QUINCAS BERRO D’ÁGUA

Cartaz do filme QUINCAS BERRO D’ÁGUA

Opinião

“Minha vida de morto é mais animada que a de muito vivo por aí.” – Quincas

Fazia anos que ele não bebia um copo d’água. Bebeu pensando ser pinga e berrou – como se a água fosse matá-lo. Foi assim que o funcionário público Joaquim ganhou o apelido de Berro d’Água. Ele que passou por uma existência chata, monótona e previsível e que um dia soltou as amarras, largou mulher e filha e mudou tudo; ele que abdicou da estabilidade para improvisar a vida e morar num cortiço na baixa de Salvador, direto para o reduto dos marinheiros e beberrões, prostitutas e marginais. Ele que morreu no auge da bebedeira.

É esse Quincas (vivido por Paulo José) que narra suas escolhas, aventuras e desventuras. Mesmo depois de morto. E é essa a grande sátira da história: é possível escolher ser feliz, apesar das mazelas do dia a dia – se o fizer enquanto vivo, tanto mais se pode aproveitar. No caso de Quincas, ele vive igualmente nos ombros de seus irreverentes e fidelíssimos companheiros (entre eles Irandhir Santos, também em Besouro), que carregam seu corpo para cima e para baixo para que não perca um só minuto de morte; já sua filha Vanda (na pele da impecável Mariana Ximenes) percebe que morta não terá amigas fiéis ou sorriso nos lábios. Com a morte que chega sem pedir licença, mais proveitoso viver em vida.

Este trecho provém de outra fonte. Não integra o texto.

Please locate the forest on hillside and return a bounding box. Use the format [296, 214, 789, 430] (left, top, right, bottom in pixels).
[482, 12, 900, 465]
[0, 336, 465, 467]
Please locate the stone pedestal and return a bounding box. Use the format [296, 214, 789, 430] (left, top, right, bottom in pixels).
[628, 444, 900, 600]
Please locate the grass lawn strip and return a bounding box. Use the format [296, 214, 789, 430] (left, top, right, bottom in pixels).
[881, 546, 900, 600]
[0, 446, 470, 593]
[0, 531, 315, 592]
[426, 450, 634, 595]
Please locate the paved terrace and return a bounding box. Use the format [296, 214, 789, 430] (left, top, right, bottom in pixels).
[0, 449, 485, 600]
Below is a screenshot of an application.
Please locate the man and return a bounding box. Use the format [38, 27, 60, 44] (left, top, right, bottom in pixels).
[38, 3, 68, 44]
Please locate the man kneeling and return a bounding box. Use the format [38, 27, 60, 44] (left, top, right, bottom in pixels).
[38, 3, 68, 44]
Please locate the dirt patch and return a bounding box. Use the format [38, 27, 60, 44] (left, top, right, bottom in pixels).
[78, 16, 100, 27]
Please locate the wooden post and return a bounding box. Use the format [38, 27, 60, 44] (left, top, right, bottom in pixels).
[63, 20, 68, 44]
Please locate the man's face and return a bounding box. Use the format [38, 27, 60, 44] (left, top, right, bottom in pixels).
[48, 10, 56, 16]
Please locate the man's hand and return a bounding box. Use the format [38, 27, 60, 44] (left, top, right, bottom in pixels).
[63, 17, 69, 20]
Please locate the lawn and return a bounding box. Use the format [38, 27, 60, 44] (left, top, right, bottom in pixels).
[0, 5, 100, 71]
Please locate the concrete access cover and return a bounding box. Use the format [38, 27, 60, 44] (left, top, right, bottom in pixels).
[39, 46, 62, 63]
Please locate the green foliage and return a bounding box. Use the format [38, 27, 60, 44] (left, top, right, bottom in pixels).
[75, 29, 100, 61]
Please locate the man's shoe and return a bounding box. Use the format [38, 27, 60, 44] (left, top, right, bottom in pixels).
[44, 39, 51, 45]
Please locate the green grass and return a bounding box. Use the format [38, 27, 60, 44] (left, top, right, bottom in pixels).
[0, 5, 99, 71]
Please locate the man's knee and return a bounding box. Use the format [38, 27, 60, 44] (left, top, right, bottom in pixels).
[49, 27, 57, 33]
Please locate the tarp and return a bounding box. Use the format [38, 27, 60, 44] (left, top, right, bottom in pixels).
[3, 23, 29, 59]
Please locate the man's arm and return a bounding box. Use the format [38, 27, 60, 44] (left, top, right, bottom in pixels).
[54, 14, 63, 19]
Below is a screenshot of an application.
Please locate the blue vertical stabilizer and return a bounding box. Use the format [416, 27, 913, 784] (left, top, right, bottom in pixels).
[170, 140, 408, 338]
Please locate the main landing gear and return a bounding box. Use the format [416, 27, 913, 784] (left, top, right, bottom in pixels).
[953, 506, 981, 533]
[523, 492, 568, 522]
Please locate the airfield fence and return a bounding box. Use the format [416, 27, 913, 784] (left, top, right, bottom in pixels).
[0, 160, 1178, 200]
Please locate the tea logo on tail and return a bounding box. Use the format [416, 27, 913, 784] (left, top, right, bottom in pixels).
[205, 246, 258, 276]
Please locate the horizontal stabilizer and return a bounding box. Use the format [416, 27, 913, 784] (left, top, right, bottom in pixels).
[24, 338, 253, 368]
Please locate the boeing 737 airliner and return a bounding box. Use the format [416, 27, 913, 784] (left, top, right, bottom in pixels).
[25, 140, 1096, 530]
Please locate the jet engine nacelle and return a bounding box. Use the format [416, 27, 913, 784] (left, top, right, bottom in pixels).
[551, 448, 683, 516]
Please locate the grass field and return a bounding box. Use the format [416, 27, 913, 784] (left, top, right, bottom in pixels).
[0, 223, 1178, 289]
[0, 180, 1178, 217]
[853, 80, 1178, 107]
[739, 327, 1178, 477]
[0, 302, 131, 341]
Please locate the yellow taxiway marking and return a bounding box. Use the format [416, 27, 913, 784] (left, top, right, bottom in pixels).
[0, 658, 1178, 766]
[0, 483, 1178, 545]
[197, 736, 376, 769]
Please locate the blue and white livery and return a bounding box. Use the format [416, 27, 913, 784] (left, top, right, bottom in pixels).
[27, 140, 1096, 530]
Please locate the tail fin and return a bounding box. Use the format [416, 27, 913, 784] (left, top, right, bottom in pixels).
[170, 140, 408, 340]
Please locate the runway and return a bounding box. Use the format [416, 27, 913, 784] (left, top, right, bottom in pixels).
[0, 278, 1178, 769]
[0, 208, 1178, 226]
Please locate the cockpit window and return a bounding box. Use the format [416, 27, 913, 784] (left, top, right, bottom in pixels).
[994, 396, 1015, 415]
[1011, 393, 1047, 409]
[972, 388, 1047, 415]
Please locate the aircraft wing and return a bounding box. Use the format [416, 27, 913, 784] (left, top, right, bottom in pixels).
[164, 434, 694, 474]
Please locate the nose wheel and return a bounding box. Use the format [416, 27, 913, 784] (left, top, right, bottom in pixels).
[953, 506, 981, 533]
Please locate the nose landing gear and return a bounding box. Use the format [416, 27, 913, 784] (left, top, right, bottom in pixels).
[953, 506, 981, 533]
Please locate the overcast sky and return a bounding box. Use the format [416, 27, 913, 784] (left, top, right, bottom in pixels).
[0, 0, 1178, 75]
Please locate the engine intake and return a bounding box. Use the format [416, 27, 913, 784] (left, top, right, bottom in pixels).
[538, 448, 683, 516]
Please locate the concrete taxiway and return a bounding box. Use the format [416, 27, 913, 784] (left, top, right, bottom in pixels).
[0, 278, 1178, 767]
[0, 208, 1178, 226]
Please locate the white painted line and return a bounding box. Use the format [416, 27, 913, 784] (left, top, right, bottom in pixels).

Baseado no romance de Jorge Amado, esse realismo fantástico mostra um pouco da Salvador dos anos 60, do funcionalismo engessado e da vadiagem das ruas – e essa reconstrução é bem bonita. Mas essencialmente sintetiza e ironiza, no personagem morto-vivo, a faceta humana que nós mesmos imprimimos nas nossas escolhas de vida. Se é que é possível não se importar com os julgamentos, despir-se das formalidades, não culpar o outro pelas infelicidades e mesmices da vida, preservar as amizades ainda em vida, não se importar com picuinhas. Se for possível e ainda se tiver a mesma sorte de Quincas, o desfrute vem em dose dupla.